Enki’s taproom is anchored around its architecture. As you walk in the door, a mesmerizing yellow wall leads your eyes to a gigantic cutout in the floor that overlooks the brewery tanks. Norton, who got the idea after visiting Chino Latino in Uptown, calls the experience “brewing theater.”

“At first, I had no interest in this building,” he says. “The ceiling heights weren’t high enough. But if we put a hole in the floor, all of a sudden we have the space for a brewery, and we have the opportunity for a unique taproom that overlooks the brewery.”

The 20 barrel brewhouse below the cutout is also a holdover from Enki’s 3,000 square foot starter brewery, but now that they have the basement of a building quintuple that size to make beer in, larger vessels will be added.

40 and 60 barrel fermenters will mean that Enki can do larger batches of beer, and they’ll also be able to lager beers without taking tank space from other beers. That means that their highly popular Litmus Pils will soon be a full-time offering.

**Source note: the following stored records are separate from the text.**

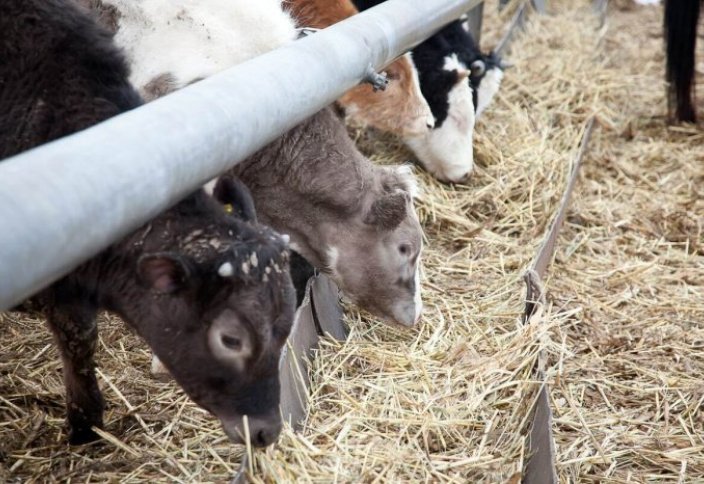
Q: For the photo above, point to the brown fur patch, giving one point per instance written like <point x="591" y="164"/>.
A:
<point x="400" y="109"/>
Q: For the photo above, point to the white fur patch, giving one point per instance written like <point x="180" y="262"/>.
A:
<point x="447" y="151"/>
<point x="417" y="301"/>
<point x="405" y="173"/>
<point x="158" y="368"/>
<point x="452" y="63"/>
<point x="196" y="39"/>
<point x="210" y="186"/>
<point x="488" y="88"/>
<point x="426" y="113"/>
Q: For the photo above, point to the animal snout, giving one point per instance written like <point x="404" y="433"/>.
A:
<point x="408" y="314"/>
<point x="262" y="431"/>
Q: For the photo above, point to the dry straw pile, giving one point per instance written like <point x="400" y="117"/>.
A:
<point x="628" y="377"/>
<point x="450" y="400"/>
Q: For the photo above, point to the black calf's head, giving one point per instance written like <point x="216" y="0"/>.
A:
<point x="215" y="302"/>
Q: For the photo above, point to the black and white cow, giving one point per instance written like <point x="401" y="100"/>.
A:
<point x="459" y="82"/>
<point x="209" y="292"/>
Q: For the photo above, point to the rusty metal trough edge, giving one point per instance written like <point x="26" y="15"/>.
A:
<point x="319" y="315"/>
<point x="540" y="468"/>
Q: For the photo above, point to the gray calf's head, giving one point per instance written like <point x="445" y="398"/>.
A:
<point x="375" y="255"/>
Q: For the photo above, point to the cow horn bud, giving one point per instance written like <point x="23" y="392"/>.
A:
<point x="226" y="270"/>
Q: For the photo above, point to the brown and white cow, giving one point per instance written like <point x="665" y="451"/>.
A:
<point x="353" y="220"/>
<point x="401" y="108"/>
<point x="209" y="292"/>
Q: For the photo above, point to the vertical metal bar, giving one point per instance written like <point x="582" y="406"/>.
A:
<point x="474" y="22"/>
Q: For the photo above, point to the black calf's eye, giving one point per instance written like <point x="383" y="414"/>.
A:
<point x="232" y="343"/>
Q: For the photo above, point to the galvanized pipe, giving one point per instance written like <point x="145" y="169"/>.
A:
<point x="64" y="202"/>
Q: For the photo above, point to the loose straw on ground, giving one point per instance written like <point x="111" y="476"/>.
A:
<point x="449" y="401"/>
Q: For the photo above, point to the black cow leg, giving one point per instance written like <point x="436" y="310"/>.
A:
<point x="76" y="333"/>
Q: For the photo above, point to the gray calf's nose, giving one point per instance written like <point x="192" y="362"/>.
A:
<point x="262" y="431"/>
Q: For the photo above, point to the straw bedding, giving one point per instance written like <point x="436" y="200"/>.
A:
<point x="450" y="400"/>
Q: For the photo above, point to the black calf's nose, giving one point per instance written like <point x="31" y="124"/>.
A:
<point x="263" y="432"/>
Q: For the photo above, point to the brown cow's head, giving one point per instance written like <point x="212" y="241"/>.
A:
<point x="400" y="108"/>
<point x="215" y="302"/>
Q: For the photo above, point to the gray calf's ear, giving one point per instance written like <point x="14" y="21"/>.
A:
<point x="388" y="211"/>
<point x="163" y="272"/>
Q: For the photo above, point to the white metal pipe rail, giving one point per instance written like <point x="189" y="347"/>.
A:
<point x="64" y="202"/>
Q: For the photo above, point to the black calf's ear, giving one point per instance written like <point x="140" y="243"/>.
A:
<point x="388" y="211"/>
<point x="231" y="191"/>
<point x="162" y="272"/>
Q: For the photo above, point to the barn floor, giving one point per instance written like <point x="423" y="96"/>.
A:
<point x="450" y="401"/>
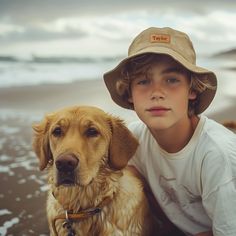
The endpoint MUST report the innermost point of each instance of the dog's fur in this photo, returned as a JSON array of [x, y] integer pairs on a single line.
[[98, 147]]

Having more room to brew was a big factor in the move, but the main reason Enki started looking for new real estate was the lack of room for expansion. Enki’s experimented with bottling beers by hand, but they want to have a larger distribution footprint.

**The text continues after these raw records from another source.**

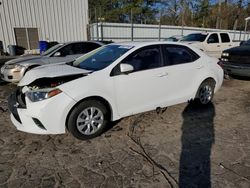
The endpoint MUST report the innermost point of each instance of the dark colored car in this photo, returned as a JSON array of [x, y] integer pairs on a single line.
[[236, 61]]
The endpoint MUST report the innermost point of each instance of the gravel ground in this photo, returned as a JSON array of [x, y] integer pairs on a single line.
[[183, 146]]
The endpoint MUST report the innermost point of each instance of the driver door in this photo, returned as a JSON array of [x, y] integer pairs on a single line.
[[143, 89], [213, 45]]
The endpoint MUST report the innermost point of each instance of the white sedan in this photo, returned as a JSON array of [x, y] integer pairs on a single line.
[[110, 83]]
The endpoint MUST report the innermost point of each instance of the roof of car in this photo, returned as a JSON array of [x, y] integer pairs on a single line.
[[145, 43], [91, 41]]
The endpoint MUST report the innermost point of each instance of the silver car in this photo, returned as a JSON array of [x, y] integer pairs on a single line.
[[14, 70]]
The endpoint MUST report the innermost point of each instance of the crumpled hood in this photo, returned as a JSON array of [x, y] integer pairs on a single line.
[[239, 51], [50, 71], [22, 59], [190, 42]]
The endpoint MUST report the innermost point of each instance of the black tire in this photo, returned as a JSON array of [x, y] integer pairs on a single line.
[[206, 87], [73, 124]]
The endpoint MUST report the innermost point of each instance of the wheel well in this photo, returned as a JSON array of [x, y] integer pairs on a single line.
[[97, 98], [207, 79]]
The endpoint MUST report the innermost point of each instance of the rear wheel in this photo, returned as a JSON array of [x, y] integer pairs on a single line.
[[88, 119], [205, 92]]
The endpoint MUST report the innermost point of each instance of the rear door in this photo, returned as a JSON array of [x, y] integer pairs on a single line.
[[213, 46], [144, 88], [68, 53], [183, 67], [225, 41]]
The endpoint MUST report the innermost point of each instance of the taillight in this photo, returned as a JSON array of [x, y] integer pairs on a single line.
[[220, 63]]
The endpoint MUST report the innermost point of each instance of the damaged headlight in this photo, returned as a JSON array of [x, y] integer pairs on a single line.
[[225, 54], [40, 95], [17, 67]]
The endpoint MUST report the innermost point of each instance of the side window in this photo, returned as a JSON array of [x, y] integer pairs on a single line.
[[67, 50], [78, 48], [213, 38], [224, 38], [179, 55], [90, 46], [145, 58]]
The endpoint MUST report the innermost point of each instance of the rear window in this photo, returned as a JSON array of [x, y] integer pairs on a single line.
[[224, 38], [199, 37], [179, 55]]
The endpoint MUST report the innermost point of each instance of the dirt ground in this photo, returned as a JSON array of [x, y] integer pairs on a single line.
[[183, 146]]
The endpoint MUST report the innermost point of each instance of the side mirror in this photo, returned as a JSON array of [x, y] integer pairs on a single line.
[[126, 68], [57, 54], [242, 43]]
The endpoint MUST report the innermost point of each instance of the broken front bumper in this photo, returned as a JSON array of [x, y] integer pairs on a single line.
[[43, 117]]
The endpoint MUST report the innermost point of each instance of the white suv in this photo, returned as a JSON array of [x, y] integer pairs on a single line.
[[110, 83]]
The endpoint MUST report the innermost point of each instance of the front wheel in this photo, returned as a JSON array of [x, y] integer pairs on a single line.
[[205, 92], [88, 119]]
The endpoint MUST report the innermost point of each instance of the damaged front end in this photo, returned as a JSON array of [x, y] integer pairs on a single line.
[[45, 88], [38, 90]]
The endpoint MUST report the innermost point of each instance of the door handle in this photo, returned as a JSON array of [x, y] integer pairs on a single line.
[[200, 67], [162, 74]]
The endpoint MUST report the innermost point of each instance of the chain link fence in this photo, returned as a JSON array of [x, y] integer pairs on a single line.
[[142, 32]]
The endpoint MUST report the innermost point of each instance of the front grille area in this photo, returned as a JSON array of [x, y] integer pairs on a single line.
[[39, 124], [20, 98], [16, 100], [12, 104], [239, 59]]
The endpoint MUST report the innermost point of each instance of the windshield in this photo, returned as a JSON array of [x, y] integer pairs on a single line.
[[101, 57], [53, 48], [200, 37]]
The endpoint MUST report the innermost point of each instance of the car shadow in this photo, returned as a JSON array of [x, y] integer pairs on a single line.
[[197, 140]]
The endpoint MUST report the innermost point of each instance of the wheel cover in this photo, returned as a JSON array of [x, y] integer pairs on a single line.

Soon, they’ll add a canning line in the basement and move stalwarts like Tailfeather, Cacao Portern, Victoria’s Gold, and, yes, Litmus into cans and move them to their accounts in the Twin Cities.

“I see [Litmus] being our best-selling beer, overtaking our Tailfeather IPA,” Norton says. “It’s such a nice beer. I wish I was drinking one right now.”

Though Enki wasn’t planning on opening the lines on their new state-of-the-art MicroMeter tap system until mid-October, Enki decided to try and capture some of the Ryder Cup traffic by soft-opening on September 30. The brewery will be open regular hours from here on out, but Norton and his crew will be throwing a proper grand opening party on October 15 with music and limited edition bottles of Bourbon Barrel-Aged Warming Hut Brown Ale.

Enki has a long way to go before they’re finished refining their already-gorgeous new home -- next spring, they’ll look to add a patio, for example -- but for now, the Victoria homebodies have upgraded just about every facet of their operation and redesigned it for the future.

“Before, we had to rent air,” Norton jokes. “We were totally maxed out. Now we’re in a space that will continue to let us grow in the next 15 to 20 years.”